I have a laptop music system and am very happy with it. It happens to be an HP pavilion. I use it on the road (coffee shop or out of town) or at home (hooked to desktop dac & amp). As mentioned before, you could get by with less than a laptop, but I use mine for other purposes too. I run an astronomy program on it when I’m at the telescope in the back yard, surf and email when at Starbucks, etc.
Some lessons I have learned:
If you listen to closed back cans, forget all the talk about ss drives and fan noise – doesn’t matter.
Unlike my desktop pc, I can’t hear the hd in my laptop. I put a half TB drive in the second drive bay ($50) and it is the music library.
I listen to open backed cans. At home I can occasionally hear the fan in the laptop between songs. But I can also sometimes hear the heater or a/c come on. It’s rare that I have no ambient noise when/wherever I’m listening.
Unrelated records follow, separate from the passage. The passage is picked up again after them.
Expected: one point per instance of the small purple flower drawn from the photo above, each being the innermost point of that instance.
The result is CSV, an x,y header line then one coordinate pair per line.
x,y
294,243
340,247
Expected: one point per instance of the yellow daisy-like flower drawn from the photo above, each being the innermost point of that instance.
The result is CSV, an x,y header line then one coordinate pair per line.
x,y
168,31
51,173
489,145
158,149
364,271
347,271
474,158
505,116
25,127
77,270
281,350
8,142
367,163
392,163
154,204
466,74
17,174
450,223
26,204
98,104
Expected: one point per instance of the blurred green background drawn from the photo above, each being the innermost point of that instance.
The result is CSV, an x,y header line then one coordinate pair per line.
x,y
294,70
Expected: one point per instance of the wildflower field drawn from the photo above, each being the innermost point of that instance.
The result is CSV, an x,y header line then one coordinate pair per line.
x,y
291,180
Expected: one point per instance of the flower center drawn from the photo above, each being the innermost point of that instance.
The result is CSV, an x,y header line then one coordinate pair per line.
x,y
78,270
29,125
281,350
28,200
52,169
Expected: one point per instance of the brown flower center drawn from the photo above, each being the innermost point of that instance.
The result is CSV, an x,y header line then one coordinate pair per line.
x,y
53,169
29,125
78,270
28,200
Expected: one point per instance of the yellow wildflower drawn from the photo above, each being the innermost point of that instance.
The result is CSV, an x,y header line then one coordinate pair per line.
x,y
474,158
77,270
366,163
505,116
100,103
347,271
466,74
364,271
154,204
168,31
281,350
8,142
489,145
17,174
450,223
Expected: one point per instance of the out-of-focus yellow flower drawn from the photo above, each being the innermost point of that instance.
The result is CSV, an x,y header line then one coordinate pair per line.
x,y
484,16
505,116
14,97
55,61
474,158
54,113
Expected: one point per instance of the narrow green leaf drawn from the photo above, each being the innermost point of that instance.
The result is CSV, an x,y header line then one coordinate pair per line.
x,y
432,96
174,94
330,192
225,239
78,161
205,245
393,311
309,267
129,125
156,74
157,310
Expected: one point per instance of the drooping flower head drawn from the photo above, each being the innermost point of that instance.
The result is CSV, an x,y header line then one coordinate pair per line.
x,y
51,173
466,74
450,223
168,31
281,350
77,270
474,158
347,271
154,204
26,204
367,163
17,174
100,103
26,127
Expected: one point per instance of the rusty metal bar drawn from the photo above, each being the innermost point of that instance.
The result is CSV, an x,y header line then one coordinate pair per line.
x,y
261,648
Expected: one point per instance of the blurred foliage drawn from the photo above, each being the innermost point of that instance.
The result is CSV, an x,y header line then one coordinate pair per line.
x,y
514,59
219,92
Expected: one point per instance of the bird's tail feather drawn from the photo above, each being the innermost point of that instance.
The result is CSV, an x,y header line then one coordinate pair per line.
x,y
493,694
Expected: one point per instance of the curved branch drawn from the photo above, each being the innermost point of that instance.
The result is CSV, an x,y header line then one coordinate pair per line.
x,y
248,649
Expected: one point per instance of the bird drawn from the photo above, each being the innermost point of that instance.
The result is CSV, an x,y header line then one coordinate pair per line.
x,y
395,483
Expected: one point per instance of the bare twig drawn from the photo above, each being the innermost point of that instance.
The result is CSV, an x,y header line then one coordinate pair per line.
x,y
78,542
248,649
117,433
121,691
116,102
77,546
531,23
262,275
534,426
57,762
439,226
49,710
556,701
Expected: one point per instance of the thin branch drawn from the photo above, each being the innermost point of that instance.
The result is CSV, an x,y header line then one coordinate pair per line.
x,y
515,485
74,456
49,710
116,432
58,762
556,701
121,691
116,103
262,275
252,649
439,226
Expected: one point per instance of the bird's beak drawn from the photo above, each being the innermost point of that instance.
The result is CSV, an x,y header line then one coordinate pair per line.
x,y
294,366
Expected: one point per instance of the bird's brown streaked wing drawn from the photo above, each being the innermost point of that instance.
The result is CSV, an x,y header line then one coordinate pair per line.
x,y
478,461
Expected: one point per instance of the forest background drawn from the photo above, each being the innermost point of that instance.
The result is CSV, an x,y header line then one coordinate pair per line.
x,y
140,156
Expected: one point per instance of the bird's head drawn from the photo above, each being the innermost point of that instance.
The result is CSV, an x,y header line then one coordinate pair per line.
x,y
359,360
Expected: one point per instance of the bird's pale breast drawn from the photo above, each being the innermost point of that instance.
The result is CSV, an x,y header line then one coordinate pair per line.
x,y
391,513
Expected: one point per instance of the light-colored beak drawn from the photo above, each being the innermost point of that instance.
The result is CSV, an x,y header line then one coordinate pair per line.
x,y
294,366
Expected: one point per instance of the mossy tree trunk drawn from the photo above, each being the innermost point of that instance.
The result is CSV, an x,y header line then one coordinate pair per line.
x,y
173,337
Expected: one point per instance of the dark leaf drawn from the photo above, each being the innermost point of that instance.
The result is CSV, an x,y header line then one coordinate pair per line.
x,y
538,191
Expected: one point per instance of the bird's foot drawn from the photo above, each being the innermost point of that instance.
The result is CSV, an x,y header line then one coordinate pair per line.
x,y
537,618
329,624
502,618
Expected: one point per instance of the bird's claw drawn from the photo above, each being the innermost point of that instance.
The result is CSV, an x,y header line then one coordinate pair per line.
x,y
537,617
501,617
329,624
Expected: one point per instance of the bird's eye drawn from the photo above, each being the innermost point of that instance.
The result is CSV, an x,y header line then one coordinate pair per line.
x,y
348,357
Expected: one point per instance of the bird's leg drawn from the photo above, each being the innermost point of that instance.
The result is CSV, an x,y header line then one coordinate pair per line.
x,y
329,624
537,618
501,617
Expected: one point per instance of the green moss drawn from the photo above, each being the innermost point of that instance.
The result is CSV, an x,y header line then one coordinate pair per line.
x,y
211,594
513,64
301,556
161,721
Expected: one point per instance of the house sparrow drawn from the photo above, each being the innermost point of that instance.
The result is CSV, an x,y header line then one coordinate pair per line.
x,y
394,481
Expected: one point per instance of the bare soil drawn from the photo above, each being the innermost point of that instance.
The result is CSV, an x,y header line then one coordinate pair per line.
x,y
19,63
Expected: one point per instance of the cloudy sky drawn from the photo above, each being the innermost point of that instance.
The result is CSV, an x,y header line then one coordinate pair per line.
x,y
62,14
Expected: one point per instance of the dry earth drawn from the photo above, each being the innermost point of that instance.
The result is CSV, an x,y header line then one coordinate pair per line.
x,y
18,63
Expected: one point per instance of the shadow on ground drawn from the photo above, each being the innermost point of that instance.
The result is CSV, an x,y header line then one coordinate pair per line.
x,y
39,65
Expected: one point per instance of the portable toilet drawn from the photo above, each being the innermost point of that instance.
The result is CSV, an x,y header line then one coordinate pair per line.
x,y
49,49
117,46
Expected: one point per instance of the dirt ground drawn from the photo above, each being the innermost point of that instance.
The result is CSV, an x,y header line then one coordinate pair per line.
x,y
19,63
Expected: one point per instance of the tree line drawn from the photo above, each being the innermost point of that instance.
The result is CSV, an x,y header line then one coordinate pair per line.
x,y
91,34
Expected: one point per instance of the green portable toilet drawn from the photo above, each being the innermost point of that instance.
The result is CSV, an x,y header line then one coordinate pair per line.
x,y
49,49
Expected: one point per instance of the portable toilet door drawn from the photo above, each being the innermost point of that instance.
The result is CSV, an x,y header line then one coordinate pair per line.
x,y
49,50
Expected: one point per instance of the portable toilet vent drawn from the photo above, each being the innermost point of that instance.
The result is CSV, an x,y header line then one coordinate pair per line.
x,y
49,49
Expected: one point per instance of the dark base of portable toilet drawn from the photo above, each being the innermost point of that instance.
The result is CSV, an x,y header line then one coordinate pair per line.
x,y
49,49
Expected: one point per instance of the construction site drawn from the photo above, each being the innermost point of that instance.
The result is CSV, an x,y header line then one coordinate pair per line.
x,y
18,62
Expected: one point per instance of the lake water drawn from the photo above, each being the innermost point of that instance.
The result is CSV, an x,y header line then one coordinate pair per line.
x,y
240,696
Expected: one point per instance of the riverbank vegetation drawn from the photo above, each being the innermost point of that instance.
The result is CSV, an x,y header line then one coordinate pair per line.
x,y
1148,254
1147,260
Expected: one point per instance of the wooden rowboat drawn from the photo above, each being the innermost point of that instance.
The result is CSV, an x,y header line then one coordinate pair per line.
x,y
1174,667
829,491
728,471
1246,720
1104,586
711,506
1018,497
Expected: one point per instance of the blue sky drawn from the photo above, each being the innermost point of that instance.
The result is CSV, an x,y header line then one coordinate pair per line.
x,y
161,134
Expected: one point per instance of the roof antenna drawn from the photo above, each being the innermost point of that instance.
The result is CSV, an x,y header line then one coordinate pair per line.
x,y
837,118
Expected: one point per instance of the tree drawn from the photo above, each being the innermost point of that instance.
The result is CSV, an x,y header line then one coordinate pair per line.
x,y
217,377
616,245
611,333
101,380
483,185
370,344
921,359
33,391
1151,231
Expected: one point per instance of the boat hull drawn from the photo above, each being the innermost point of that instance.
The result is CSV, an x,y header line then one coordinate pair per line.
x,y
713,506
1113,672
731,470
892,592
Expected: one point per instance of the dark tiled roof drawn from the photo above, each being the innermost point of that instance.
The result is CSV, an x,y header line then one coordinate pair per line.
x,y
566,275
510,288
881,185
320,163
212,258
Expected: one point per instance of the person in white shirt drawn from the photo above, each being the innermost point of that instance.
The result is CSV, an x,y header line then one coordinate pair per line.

I have WMP, winamp, foobar, mediamonkey, xmplay, and a dozen others. For ultimate power and portability I like xmplay. As small or smaller than foobar, free, has a wasapi plugin, solid as a rock, plays internet radio, and doesn’t require installing and doesn’t touch your registry. It resides on a flash drive in my usb port. I can pull it out and stick it in someone else’s computer and it plays instantly. For the geek in me, I like foobar. It’s like a Lego set, and everyone has the parts. Wasapi, skins beyond imagination, everything. Fun to play with and sounds perfect. It would have been my primary music player, but I figured out how to get gapless out of Mediamonkey before I could figure out how to get imbedded album art out of foobar. Both are great. Mediamonkey is super at tagging, correcting spelling and case errors, and library management in general. It will naturally ignore ‘the’ so The Beatles lists between Abba and Cars and not next to The Rolling Stones. Winamp and vst plugins, too.
If you are a geek, strip all the unused processes and options from your operating system.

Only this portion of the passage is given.